The ADHD diagnosis process begins with a thorough assessment by a medical professional, such as a psychiatrist, a pediatrician or an advanced practice registered nurse (APRN). The doctor or therapist will interview you and your child, complete normed rating scales, review school reports, and evaluate your or your child’s behavior in other settings.

Risk Factors Of ADHD

ADHD has a wide range of risk factors that may put an individual at higher risk for developing the disorder. Some of these risk factors are genetic and run in families.

For example, women who smoke during pregnancy have a greater risk for having a child with ADHD. Exposure to toxins such as lead, PCBs and pesticides are also thought to increase the risk of ADHD.

Other risks of ADHD include a history of mood disorders or anxiety disorders. If your child has these conditions, it may be difficult for them to cope with the challenges that come with ADHD.

Complications Of ADHD

Attention deficit hyperactivity disorder (ADHD) is a neurological condition that affects the way you focus and think.
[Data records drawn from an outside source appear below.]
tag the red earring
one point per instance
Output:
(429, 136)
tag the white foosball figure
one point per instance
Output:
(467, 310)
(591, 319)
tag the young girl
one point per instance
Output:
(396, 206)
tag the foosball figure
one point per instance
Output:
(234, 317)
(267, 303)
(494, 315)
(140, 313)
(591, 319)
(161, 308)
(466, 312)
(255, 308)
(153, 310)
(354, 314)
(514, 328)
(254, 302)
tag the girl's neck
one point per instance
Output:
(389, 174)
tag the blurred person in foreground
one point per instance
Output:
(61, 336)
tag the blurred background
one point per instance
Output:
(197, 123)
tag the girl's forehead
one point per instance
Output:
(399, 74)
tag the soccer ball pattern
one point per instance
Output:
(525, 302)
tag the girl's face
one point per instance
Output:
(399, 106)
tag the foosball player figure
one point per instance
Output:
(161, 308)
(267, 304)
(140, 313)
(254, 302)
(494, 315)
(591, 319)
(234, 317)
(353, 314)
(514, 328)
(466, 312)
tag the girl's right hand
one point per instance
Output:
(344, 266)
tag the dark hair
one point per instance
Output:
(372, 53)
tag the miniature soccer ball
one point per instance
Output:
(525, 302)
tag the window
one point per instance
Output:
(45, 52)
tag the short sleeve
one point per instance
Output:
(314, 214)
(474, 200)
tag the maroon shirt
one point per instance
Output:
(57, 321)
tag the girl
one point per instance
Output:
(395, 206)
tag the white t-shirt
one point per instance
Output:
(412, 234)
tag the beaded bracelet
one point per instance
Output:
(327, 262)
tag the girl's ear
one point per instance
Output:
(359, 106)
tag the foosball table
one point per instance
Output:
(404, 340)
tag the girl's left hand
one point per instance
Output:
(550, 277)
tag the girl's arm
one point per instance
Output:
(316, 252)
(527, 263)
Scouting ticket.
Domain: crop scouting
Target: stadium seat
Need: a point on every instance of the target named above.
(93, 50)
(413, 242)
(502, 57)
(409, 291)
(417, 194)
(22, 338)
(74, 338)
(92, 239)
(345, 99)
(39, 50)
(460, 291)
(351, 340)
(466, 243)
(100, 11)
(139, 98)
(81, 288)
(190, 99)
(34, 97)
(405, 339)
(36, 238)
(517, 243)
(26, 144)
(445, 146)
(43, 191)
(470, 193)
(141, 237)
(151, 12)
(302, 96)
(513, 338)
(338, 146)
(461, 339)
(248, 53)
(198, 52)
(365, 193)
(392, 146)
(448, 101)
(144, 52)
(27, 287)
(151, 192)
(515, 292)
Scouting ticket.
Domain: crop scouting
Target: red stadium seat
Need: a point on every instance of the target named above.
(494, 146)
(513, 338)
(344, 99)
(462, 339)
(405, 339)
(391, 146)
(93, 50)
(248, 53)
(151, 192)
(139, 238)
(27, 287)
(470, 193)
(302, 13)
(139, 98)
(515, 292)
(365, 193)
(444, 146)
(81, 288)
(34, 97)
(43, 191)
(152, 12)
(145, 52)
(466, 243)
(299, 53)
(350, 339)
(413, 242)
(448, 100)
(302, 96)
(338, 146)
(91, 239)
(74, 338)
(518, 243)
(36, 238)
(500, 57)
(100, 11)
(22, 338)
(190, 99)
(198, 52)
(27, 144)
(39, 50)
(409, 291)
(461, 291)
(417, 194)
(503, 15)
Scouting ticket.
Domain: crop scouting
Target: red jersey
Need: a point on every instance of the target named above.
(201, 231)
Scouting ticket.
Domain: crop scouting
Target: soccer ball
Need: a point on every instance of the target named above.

It can cause problems with work, relationships and school performance.

The condition is a neurodevelopmental disorder, meaning it affects how the brain develops and functions across the lifespan. It is most common in children and teens but may also affect adults.

ADHD can be treated with medication, behavioural therapies and changes at home or school. These treatments help you focus, control impulsivity and learn to organize your time.

Adults with untreated ADHD can have a lot of problems in their relationships because they have trouble paying attention, get easily distracted and impulsively say or do things without thinking. This can lead to arguments and even breakups. They can also struggle with executive function, which is the ability to plan and organise tasks effectively.